Il nous faut revenir sur les processus à l’origine de cette
problématique identitaire. Toute personne migrante ou descendant de
migrants se retrouve à un moment donné face à ces questionnements :
Qu’est-ce que je maintiens de ma "culture d’origine" ? Qu’est-ce que je
maintiens de la culture du pays où je vis ? Quatre formes de réponses
étant possibles* :
- L’intégration : je maintiens certains éléments de ma culture d’origine et certains éléments de la culture du pays où je vis.
- L’assimilation : je privilégie le maintien de la culture du pays où je vis.
- La ségrégation : je privilégie le maintien de ma culture d’origine.
- La marginalisation : je rejette ma culture d’origine et la culture du pays où je vis pour me créer une culture tierce.
Toute migration n’est pas synonyme de perte de repère, quand la situation est bien gérée elle est bien sûr source d’enrichissement.

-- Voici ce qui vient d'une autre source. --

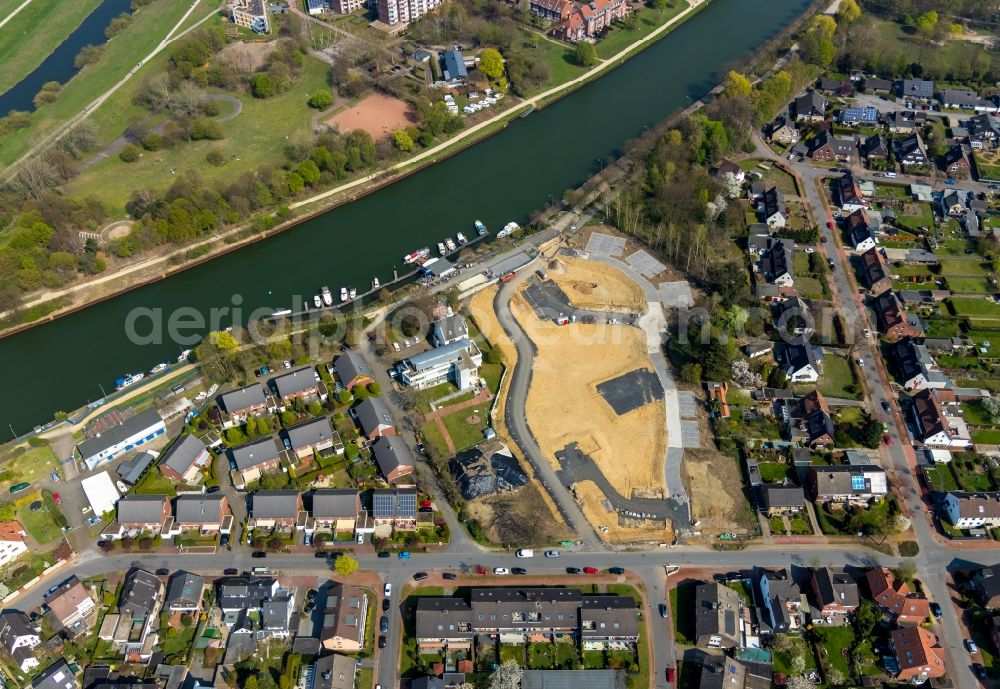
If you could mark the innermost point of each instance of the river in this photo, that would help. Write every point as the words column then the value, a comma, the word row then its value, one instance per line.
column 60, row 365
column 58, row 66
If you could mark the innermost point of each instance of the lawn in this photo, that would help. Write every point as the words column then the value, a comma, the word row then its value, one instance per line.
column 250, row 141
column 466, row 426
column 148, row 28
column 35, row 33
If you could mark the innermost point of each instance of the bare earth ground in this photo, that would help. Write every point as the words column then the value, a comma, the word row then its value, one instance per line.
column 596, row 286
column 571, row 360
column 591, row 499
column 713, row 481
column 378, row 114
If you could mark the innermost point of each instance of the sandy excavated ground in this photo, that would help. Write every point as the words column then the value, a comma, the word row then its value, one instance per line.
column 591, row 501
column 378, row 114
column 564, row 406
column 596, row 286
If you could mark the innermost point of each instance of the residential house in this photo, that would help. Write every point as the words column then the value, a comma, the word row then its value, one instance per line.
column 892, row 319
column 779, row 499
column 313, row 437
column 934, row 425
column 18, row 637
column 394, row 12
column 835, row 593
column 777, row 264
column 374, row 418
column 919, row 657
column 855, row 483
column 243, row 402
column 910, row 151
column 394, row 457
column 333, row 671
column 717, row 616
column 810, row 107
column 849, row 194
column 967, row 510
column 203, row 513
column 917, row 89
column 298, row 384
column 986, row 586
column 275, row 509
column 352, row 370
column 915, row 368
column 70, row 606
column 56, row 676
column 184, row 592
column 128, row 435
column 451, row 328
column 396, row 508
column 12, row 544
column 875, row 272
column 778, row 600
column 255, row 459
column 956, row 163
column 906, row 121
column 783, row 131
column 895, row 596
column 185, row 459
column 345, row 618
column 798, row 358
column 875, row 148
column 251, row 14
column 336, row 510
column 859, row 116
column 457, row 362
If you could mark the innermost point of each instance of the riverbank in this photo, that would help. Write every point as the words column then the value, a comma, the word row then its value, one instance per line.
column 160, row 266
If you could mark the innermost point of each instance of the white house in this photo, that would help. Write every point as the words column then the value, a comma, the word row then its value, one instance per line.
column 972, row 510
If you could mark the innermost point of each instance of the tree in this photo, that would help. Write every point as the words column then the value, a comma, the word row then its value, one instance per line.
column 849, row 12
column 507, row 676
column 345, row 565
column 320, row 100
column 491, row 63
column 402, row 140
column 586, row 54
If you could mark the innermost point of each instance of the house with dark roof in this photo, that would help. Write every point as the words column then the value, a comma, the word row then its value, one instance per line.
column 394, row 457
column 810, row 107
column 835, row 594
column 244, row 402
column 184, row 460
column 344, row 618
column 184, row 591
column 336, row 509
column 254, row 459
column 352, row 370
column 275, row 509
column 300, row 383
column 374, row 418
column 875, row 271
column 717, row 616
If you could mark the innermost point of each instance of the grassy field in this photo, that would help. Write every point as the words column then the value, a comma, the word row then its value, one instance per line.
column 34, row 33
column 250, row 142
column 149, row 26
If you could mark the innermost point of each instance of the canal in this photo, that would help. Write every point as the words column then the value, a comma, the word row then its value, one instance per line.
column 58, row 66
column 59, row 366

Les travaux en psychologie sociale montrent globalement que la stratégie d’intégration est la meilleure pour l’équilibre psychologique. En effet, pour éviter un clivage des deux parts de son identité, l’enfant de migrant doit inventer des "stratégies de métissages"**.
Cependant, quand on entend parler "d’intégration" en France, c’est en fait plutôt à l’assimilation que l’on fait référence. Depuis les années 80 (notamment l’affaire "des foulards de Créteil"), l’Etat français s’est efforcé de définir les bases doctrinales d’un "modèle français d’intégration" autour des grands principes de laïcité et d’égalité. Si, dans le discours, les individus d’origine étrangère sont autorisés à conserver des éléments du pays d’origine, peu d’espace est accordé pour cela, notamment à l’école qui propose un modèle normatif d’apprentissage et fait référence à "nos ancêtres les Gaulois".
L’intégration ou l’assimilation vont être facilitées quand l’enfant de migrant se trouve dans un milieu respectueux de ses origines, de sa famille. Si aux questionnements identitaires, la société répond par la discrimination, le racisme, et qu’en plus le sentiment d’être différent est renforcé par le fait de vivre dans des quartiers "au ban" de la société, perte de repères et problématique identitaire douloureuse vont émerger.
Une partie des jeunes, se sentant rejetée par la France, et ne se retrouvant pas non plus dans les valeurs et le mode de vie plus traditionnel des cultures d’origine, va opter pour une marginalisation. La création d’une culture de la banlieue, avec des rapports interindividuels durs, une certaine légitimation de la violence leur permet aussi d’avoir un cadre pour laisser éclater une agressivité qui trouve ses racines dans une souffrance psychique profonde. Ainsi, une minorité, il faut le préciser, va s’inscrire dans le rejet de la société, de ses normes et de ses lois et va l’exprimer par des actes de délinquance. Au-delà de ces problématiques rencontrées par une minorité de jeunes, bruyantes et médiatisées, il est nécessaire de prendre conscience d’une souffrance autre et d’une fragilité qui peut exister chez les migrants ou leurs descendants.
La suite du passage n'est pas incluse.